En fait le terme qualifie davantage la manière dont le verbe est construit et pour la plupart d'entre eux, les dictionnaires[1] distinguent leurs emplois transitifs et intransitifs, dotés généralement de sens différents. Des verbes qualifiés de transitifs peuvent être employés intransitivement et des verbes intransitifs sont parfois dotés de CO. Selon Daniel Creissels,En toute rigueur, transitif/intransitif qualifie des constructions, et les verbes ne peuvent être qualifiés de transitifs ou intransitifs que par un raccourci de langage [2]. En français le CO ne se distingue du sujet que par son emplacement par rapport au verbe , mais dans les très nombreuses langues dotées de déclinaisons, le recours à un cas différent pour le sujet ( le nominatif ) et le COD (l'accusatif, le plus souvent), la transitivité s'exprime par la morphologie.
La linguistique depuis Lucien Tesnière intègre la notion de transitivité dans celle plus générale de valence qui prend en compte tous les constituants ( appelés actants ou arguments ) dépendant directement du verbe et indispensables pour en faire le noyau d'un syntagme grammaticalement correct. La transitivité correspond à un schéma bivalent où le verbe commande deux actants, un agent (A) et un objet (O) ou patient (P) : L'automobiliste (A) a renversé un cycliste (P). Certains verbes transitifs comportent deux objets, correspondant à un schéma trivalents : Il (A) a offert une écharpe de soie (O) à sa mère(P). Le complément d'objet peut être un nom, un pronom , une proposition et pour certains verbes ( vouloir, savoir) un infinitif,. Au contraire, un verbe employé intransitivement ne peut avoir de complément d'objet et présente un schéma univalent: Ce jeune délinquant a récidivé. La morphologie des langues ergatives reflète cette opposition en mettant l'agent d'un verbe transitif à l'ergatif et en ne marquant pas celui d'un verbe intransitif, comme elles le font pour le COD d'une phrase transitive..
Étymologie
modifierLe grammairien grec Apollonios Dyscole est sans doute le premier à élaborer la notion de transitivité . Il distingue trois catégories de verbes : les actifs (transitifs), les passifs et les neutres (intransitifs) ; l'actif indique une action du sujet qu'il fait passer sur quelqu'un ou quelque chose d'autre ( διαβιβάζei, diabibazei = fait traverser, franchit ; au passif διαβιβάζεται,diabibazetai se traduit par est employé comme verbe transitif [3]. Transitivité vient de transitif/transitive, adjectif dérivé du latin transitivus, issu du verbe transire « passer » , qui reprend l'idée du verbe grec. Il s'agit d'un terme de grammaire qui qualifie des verbes exprimant une action qui, du sujet, est transmise directement au complément ; en d'autres termes ce sont des verbes qui expriment l'action d'un sujet sur un objet[4].
Verbes transitifs
modifierUn verbe employé transitivement est un verbe accompagné d'un ou de plusieurs complément d'objet directs ou indirects. Il comporte un agent et un ou plusieurs objets/patients.

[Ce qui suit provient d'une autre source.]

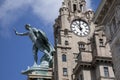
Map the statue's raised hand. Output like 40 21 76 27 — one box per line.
13 29 18 35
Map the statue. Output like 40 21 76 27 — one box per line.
14 24 54 65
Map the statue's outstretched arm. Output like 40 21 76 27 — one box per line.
14 29 29 36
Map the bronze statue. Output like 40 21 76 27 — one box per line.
14 24 54 65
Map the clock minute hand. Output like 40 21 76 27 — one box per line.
79 22 83 31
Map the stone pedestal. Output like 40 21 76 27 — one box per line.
22 66 53 80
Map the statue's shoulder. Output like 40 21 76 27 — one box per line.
32 28 48 40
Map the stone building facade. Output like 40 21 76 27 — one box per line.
94 0 120 80
53 0 114 80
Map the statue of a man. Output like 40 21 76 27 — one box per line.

- Le chat mange la souris. Paul boit du lait. Elle pense à son voisin.
Certains sont accompagnés d'un complément d'objet direct (construit directement, sans préposition) ils sont alors dits transitifs directs. D'autres sont accompagnés d'un complément d'objet indirect (construit indirectement, à l'aide d'une préposition) et ils sont dits transitifs indirects. Exemples :
- Il évoque son enfance = transitif direct, car le complément d'objet son enfance est introduit sans préposition.
- Il se souvient de son enfance = transitif indirect, car le complément d'objet son enfance est introduit par une préposition (de).
Ces deux verbes sont typiquement transitifs, car ils ne peuvent s'employer sans complément ; c'est le cas, parmi bien d'autres, de découvrir, apercevoir(+ COD), appartenir, résulter(+ COI).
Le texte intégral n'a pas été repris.